Biographie rédigée en 2007 pour le Dictionnaire biographique du mouvement ouvrier français, Le Maitron.

14 mai 2018

Né le 29 mars 1937 d’un père polonais et d’une mère allemande, tous deux Juifs ayant fui les conditions d’oppression de leur pays d’origine. Le père a été déporté à Auschwitz en juillet 1942. La mère et les trois enfants échappèrent au même moment à la rafle : l’un des enfants, le plus jeune, n’avait pas atteint l’âge de 24 mois, on le laissait donc avec sa mère et les autres enfants, selon les règles édictées par l’occupant.

La mère a vécu le temps de l’occupation dans la clandestinité, avec des faux papiers ; les enfants ont été cachés dans la Sarthe jusqu’à la Libération. Le père a disparu, nuit et brouillard, au lendemain de son arrivée à Auschwitz, comme l’ont attesté des documents récupérés postérieurement.

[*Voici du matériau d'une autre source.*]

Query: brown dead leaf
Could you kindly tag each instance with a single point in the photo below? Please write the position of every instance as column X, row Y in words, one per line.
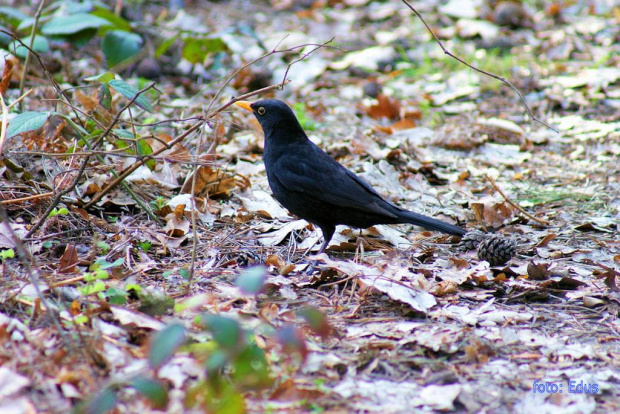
column 386, row 107
column 446, row 287
column 538, row 271
column 610, row 281
column 478, row 352
column 68, row 260
column 492, row 213
column 546, row 240
column 6, row 76
column 214, row 183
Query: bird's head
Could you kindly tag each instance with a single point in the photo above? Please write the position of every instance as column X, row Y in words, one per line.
column 276, row 119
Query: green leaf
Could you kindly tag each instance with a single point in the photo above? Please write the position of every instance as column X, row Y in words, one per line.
column 316, row 320
column 90, row 289
column 118, row 46
column 250, row 368
column 103, row 78
column 145, row 149
column 117, row 21
column 226, row 331
column 195, row 49
column 165, row 343
column 252, row 279
column 184, row 273
column 26, row 121
column 12, row 15
column 66, row 25
column 7, row 254
column 40, row 45
column 104, row 96
column 116, row 296
column 165, row 45
column 129, row 92
column 103, row 403
column 153, row 390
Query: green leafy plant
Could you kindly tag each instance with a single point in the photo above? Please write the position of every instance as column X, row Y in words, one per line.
column 301, row 113
column 7, row 254
column 63, row 211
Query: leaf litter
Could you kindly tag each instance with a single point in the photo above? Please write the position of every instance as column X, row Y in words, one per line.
column 414, row 323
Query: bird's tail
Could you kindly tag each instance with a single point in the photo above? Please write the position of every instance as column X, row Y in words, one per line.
column 430, row 223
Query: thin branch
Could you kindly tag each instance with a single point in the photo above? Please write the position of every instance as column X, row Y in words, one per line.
column 272, row 52
column 33, row 33
column 512, row 203
column 499, row 78
column 82, row 168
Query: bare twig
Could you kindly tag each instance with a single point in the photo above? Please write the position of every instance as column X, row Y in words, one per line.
column 33, row 33
column 170, row 144
column 499, row 78
column 82, row 168
column 258, row 59
column 509, row 201
column 32, row 275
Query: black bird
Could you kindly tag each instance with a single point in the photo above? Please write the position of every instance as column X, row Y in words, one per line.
column 314, row 186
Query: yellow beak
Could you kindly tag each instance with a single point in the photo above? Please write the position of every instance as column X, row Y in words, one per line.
column 245, row 105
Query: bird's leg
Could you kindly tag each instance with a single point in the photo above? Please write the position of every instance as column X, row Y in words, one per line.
column 328, row 233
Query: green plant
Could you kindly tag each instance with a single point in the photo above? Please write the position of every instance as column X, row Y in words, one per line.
column 302, row 116
column 7, row 254
column 58, row 212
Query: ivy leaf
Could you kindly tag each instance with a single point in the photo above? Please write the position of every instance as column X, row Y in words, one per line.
column 195, row 49
column 165, row 343
column 129, row 92
column 118, row 45
column 26, row 121
column 67, row 25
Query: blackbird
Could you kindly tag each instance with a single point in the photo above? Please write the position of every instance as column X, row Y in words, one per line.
column 314, row 186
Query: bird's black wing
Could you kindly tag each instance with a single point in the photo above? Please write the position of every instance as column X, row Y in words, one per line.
column 319, row 176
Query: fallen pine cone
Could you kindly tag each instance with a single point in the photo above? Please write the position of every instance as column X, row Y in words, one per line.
column 497, row 249
column 472, row 239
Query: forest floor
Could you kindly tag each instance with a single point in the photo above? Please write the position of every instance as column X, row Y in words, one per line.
column 144, row 303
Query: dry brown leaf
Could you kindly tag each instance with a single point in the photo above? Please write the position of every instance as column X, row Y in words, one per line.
column 214, row 183
column 386, row 107
column 446, row 287
column 68, row 260
column 6, row 76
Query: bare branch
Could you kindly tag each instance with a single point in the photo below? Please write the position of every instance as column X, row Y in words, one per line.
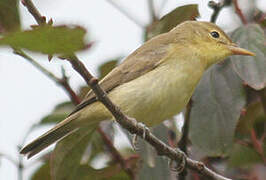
column 239, row 12
column 152, row 10
column 182, row 144
column 63, row 82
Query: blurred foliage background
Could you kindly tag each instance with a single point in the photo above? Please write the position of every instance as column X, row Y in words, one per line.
column 227, row 123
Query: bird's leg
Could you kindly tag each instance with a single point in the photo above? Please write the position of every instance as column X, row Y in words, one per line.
column 178, row 167
column 134, row 142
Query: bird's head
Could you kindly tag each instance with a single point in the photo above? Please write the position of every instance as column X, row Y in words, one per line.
column 208, row 41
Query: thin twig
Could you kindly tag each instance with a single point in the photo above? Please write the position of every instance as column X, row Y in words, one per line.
column 63, row 82
column 135, row 128
column 116, row 155
column 182, row 144
column 217, row 7
column 125, row 13
column 239, row 12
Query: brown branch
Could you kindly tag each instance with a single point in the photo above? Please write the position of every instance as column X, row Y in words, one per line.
column 152, row 10
column 131, row 124
column 239, row 12
column 116, row 155
column 182, row 144
column 125, row 13
column 63, row 82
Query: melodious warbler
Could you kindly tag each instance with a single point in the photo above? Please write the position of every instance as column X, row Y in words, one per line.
column 154, row 83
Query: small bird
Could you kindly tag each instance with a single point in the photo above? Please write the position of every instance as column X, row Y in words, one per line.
column 152, row 84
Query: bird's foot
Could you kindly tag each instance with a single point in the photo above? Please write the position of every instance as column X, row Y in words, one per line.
column 178, row 167
column 145, row 129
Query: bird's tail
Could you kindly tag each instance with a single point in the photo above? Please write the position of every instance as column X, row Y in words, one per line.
column 59, row 131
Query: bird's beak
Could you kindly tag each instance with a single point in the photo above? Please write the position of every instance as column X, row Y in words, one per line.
column 239, row 51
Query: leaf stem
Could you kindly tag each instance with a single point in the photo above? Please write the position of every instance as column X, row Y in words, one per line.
column 132, row 126
column 116, row 155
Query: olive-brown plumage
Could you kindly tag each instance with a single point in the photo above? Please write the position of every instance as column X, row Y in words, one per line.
column 153, row 83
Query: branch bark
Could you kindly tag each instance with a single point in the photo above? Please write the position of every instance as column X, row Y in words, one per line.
column 182, row 144
column 128, row 123
column 135, row 128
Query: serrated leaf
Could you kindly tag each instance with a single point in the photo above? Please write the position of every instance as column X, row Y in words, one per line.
column 68, row 152
column 243, row 156
column 9, row 16
column 172, row 19
column 106, row 67
column 251, row 69
column 217, row 104
column 253, row 114
column 153, row 166
column 47, row 39
column 60, row 112
column 43, row 173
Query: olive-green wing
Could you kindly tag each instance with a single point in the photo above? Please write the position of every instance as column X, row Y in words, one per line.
column 141, row 61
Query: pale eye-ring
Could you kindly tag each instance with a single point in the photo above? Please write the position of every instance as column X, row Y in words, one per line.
column 215, row 34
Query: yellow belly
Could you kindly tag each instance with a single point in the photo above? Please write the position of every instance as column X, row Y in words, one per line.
column 158, row 95
column 153, row 97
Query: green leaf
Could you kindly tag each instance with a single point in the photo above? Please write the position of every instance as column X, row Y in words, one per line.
column 113, row 172
column 9, row 16
column 217, row 104
column 172, row 19
column 106, row 67
column 153, row 166
column 43, row 173
column 68, row 152
column 243, row 156
column 251, row 69
column 60, row 112
column 47, row 39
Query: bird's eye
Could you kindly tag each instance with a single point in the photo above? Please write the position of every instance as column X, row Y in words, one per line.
column 215, row 34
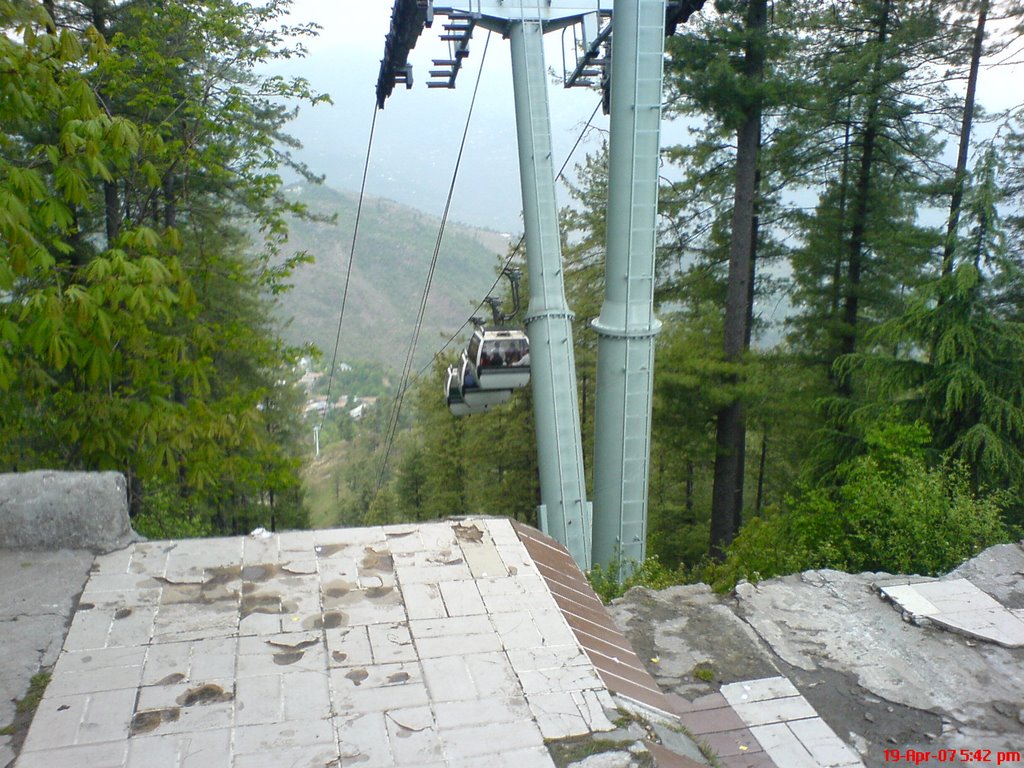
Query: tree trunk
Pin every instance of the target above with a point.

A la fin des années quarante et à partir des années cinquante, Théo a fréquenté les mouvements d’enfants et de jeunes du Bund, organisation social-démocrate juive qui, au lendemain de la seconde guerre, a compté en France dans le paysage politique de ce que l’on désigne par « la communauté juive ». Cette organisation se disait marxiste : elle propageait les idées du socialisme et du collectivisme, de la révolution prolétarienne, de la lutte de classes. Elle avait pris partie sans ambigüité contre le sionisme et se voulait internationaliste, tout en cultivant particulièrement l’héritage de la culture yiddish.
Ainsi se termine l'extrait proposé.